Christopher Columbus returns home to discover that half of Spain is now ruled by Arabs, and the T'ang Dynasty attempts to break up China into a Federation of non-hierarchical eco hamlets, as Rob Newman's comic reverse history lesson continues. The plague warden cries "bring out your dead!" but, after burying 20,000 Londoners in a pit, he announces that from now on he will only do fortnightly collections – every other Monday. He also insists that the dead are stacked out for him on the pavement, otherwise – forget it. Sir Francis Drake brings medal glory to England in the modern triathlon: bowls, sailing and cycling. This makes some people nostalgic for the Olympic Games which were stopped centuries ago in 1908, as they had become too demoralising. Every year competitors were running slower, jumping lower and throwing shorter. The Gupta dynasty in Patna, during the rule of Chandragupta, pride themselves on being the last society still to use and understand the number zero. And there are increasing prophesies that in the year zero, when the clocks go forward, there will arrive in Bethlehem a Messiah with a popular Latino name.
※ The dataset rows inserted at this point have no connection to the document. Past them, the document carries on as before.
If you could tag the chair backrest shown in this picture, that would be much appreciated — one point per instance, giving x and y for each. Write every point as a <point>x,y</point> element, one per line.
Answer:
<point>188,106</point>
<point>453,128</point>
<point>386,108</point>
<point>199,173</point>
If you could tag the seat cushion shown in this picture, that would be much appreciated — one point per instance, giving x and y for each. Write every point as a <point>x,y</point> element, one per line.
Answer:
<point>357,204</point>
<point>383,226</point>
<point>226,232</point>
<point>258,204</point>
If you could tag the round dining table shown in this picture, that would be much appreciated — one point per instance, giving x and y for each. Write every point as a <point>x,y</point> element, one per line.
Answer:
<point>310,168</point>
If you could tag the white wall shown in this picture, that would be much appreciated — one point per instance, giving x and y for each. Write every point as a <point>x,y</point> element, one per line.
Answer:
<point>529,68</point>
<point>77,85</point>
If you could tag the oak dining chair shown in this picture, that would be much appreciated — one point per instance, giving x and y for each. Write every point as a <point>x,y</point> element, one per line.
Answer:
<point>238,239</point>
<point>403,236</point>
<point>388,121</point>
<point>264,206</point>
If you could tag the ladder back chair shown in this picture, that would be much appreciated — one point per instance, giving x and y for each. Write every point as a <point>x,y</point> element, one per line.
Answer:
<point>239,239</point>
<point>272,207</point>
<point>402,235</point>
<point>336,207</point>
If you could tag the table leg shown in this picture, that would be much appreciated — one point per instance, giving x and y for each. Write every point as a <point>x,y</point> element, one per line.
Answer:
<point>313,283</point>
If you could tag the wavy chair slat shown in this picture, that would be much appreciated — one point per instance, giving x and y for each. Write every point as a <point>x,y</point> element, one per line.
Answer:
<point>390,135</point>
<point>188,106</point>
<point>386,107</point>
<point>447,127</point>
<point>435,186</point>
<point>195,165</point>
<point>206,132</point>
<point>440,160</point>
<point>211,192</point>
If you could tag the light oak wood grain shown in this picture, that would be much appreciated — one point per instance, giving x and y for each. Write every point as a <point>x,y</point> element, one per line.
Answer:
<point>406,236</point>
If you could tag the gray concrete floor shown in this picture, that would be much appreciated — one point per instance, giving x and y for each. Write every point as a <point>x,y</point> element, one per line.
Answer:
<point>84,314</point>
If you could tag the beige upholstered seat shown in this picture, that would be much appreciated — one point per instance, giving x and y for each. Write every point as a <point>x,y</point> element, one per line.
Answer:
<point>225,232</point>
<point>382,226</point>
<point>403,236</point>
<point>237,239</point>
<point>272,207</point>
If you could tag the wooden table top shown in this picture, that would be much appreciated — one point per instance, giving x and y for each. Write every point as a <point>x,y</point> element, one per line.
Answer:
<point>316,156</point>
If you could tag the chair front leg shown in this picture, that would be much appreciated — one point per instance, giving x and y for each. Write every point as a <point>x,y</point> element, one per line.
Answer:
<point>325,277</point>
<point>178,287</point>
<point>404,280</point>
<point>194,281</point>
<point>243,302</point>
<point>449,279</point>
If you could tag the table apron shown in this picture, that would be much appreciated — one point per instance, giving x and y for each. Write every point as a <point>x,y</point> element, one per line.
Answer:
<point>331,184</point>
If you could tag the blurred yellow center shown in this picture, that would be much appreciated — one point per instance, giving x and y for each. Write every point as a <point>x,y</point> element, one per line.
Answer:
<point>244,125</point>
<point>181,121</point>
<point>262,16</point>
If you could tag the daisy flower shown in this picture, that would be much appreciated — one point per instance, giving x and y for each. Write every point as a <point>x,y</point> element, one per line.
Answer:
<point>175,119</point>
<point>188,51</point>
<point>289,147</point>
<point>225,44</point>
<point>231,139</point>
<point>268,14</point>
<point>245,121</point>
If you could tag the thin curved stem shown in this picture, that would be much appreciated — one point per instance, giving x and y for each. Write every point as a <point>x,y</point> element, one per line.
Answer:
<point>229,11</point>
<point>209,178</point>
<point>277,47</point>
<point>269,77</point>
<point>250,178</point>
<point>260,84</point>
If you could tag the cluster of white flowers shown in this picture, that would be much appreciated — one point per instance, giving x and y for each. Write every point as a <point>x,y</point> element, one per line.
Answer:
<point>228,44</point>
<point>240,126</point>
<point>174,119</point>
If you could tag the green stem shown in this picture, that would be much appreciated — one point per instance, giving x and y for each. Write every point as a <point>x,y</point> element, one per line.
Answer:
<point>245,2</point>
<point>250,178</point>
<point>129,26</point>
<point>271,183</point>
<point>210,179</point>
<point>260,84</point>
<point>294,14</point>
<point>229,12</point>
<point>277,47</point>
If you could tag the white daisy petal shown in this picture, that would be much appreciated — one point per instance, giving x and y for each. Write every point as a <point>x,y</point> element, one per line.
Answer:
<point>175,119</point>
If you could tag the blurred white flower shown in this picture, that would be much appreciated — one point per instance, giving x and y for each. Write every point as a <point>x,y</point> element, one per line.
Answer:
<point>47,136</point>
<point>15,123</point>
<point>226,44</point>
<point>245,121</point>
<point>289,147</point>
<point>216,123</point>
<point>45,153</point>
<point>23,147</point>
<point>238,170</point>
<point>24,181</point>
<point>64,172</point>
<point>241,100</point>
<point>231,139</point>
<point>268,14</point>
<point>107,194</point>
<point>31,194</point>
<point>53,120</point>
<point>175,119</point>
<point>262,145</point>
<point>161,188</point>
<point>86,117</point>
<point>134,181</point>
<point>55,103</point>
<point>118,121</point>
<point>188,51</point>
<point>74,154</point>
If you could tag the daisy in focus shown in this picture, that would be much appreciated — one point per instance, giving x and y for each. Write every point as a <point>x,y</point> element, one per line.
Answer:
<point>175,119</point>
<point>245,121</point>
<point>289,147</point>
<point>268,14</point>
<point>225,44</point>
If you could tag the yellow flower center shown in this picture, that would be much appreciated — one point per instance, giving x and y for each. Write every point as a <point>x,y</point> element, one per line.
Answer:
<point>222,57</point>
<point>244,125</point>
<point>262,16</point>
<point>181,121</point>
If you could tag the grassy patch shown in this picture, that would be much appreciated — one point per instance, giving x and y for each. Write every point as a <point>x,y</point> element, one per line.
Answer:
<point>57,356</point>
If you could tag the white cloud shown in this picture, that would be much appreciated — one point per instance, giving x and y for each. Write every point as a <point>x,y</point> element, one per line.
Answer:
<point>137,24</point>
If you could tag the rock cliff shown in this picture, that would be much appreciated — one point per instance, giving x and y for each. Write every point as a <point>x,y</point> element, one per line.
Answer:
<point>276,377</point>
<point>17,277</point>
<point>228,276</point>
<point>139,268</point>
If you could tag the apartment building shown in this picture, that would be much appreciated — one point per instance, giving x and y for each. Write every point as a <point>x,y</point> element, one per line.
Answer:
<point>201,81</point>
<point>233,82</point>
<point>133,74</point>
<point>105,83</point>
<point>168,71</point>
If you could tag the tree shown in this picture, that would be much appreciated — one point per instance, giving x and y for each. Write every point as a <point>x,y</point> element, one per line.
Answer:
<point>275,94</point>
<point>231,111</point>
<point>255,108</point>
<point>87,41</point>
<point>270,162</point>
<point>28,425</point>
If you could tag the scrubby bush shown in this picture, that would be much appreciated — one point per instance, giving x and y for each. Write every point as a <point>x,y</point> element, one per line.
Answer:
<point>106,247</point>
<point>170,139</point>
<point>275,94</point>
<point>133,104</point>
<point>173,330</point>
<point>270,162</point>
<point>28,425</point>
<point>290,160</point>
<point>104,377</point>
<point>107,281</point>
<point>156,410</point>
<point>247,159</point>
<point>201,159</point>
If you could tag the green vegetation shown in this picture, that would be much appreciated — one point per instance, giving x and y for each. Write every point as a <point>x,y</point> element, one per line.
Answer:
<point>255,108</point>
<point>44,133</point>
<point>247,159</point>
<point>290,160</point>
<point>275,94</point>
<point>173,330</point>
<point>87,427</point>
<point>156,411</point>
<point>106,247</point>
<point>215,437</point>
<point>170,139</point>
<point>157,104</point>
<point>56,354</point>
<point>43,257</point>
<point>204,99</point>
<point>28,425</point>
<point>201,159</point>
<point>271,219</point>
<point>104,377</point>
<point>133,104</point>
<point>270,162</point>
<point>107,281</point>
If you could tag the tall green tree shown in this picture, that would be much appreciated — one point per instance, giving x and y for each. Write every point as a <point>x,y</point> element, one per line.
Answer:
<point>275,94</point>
Viewers are taken back to the sunset of recorded time in this final instalment of The History Of The World Backwards, as Rob Newman's comic reverse history lesson fuses comedy sketches, history, archive and music. Buddha begins to find spiritual life hard going and, once more, we join Jesus, losing more crowds with his carpentry-themed parables. In Ethiopia, King David, the Lion of Judah and head of the Rastafarian religion, suffers from target-obsessed Rasta clergy. In Britain, a Dacian motivational speaker tries to reverse the catastrophic loss of confidence which has seen Celtic stonemasons and architects limit themselves to building nothing but Stone Circles. Moses delivers 10 commandments to God – but with conditions. In Egypt, King Tutankamen has regression therapy and finds that in a past life he was an aromatherapist in Hebden Bridge. And, in an epic finale, the programme explores the Creation Myth of the Neanderthals.